クリティカルエリア(故障した場合のコストが大きいもの)
製品をとりまくさまざまな環境で製品を使用し、故障する可能性のある使い方を分析する必要があります。
そのようなクリティカルな故障を引き起こす可能性のある使いすべて、最低でも最悪の使い方を見つけます。
冗長性、バックアップ機能やまた、ユーザー、オペレーター、アナリストが使うであろう使い方を考慮しましょう。
レビューされていなくて、実際にプロセスに対して直接インストールされた製品は利用する前にちゃんと出力をレビューされている製品に比べてクリティカルでしょう。
製品がプロセスを管理する場合、このプロセス自体が分析対象となります。
ランク付けすると次のようになるでしょう。
ランク1:故障によって製品が壊滅的な状況になってしまう事象:たとえばこの故障によってシステムが停止されたり、環境内のタスクをストップさせる(ワークフロー、ビジネスや製品全体を停止させうる)可能性があるもの等です。また故障によって甚大な金銭的損失を生じさせたり、人命に対して損害を与える可能性のあるものも含まれます。

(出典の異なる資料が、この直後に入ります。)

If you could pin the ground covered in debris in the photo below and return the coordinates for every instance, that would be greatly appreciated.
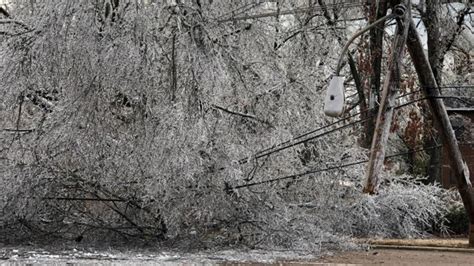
(149, 256)
(400, 257)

ランク2:故障によって製品に損害を与える事象:製品全体が停止することはありませんが、データ欠損をおこしたり、破損したり、プログラムやコンピューターが再起動されるまで機能不全になる可能性があるものが含まれます。
ランク3:故障によって動作が妨げられる事象:たとえばユーザーの仕事を停止させたり、難しい手順を実行しないと同じ結果に到達できないもの等です。
ランク4:故障によってユーザーの迷惑になる事象:この故障は機能には影響しませんが、ユーザーや顧客にとっては望ましくないものが含まれます。
もちろん、製品ごとに故障が与える影響はさまざまです。
たとえば(人間の)安全性に関連たり、財務上の損害を与えうる製品対しては故障は非常にクリティカルです。
もう1つの方法としては、マーケティングの視点を使うことで重要性を判断できるでしょう。
たとえばこの製品の(ユニークな)セールスポイントは何かを考えることです。
表示領域
もしも何か故障が生じた場合、表示領域は、多くのユーザーに対して障害を与えうる領域です。
ユーザーとして考えないといけないのはスクリーンの前に座っているオペレーターだけではなく、出力されたレポートや請求書などを見ているエンドユーザー、またはソフトウェアを含むこの製品によって提供されるサービスに依存している製品のユーザーの場合もあります。
この章では、そのような故障に対するユーザーの許容範囲を考慮すべき要因として考えないといけません。
さまざまな機能や品質特性の重要性に関するものに関しては、前の章を参照してください。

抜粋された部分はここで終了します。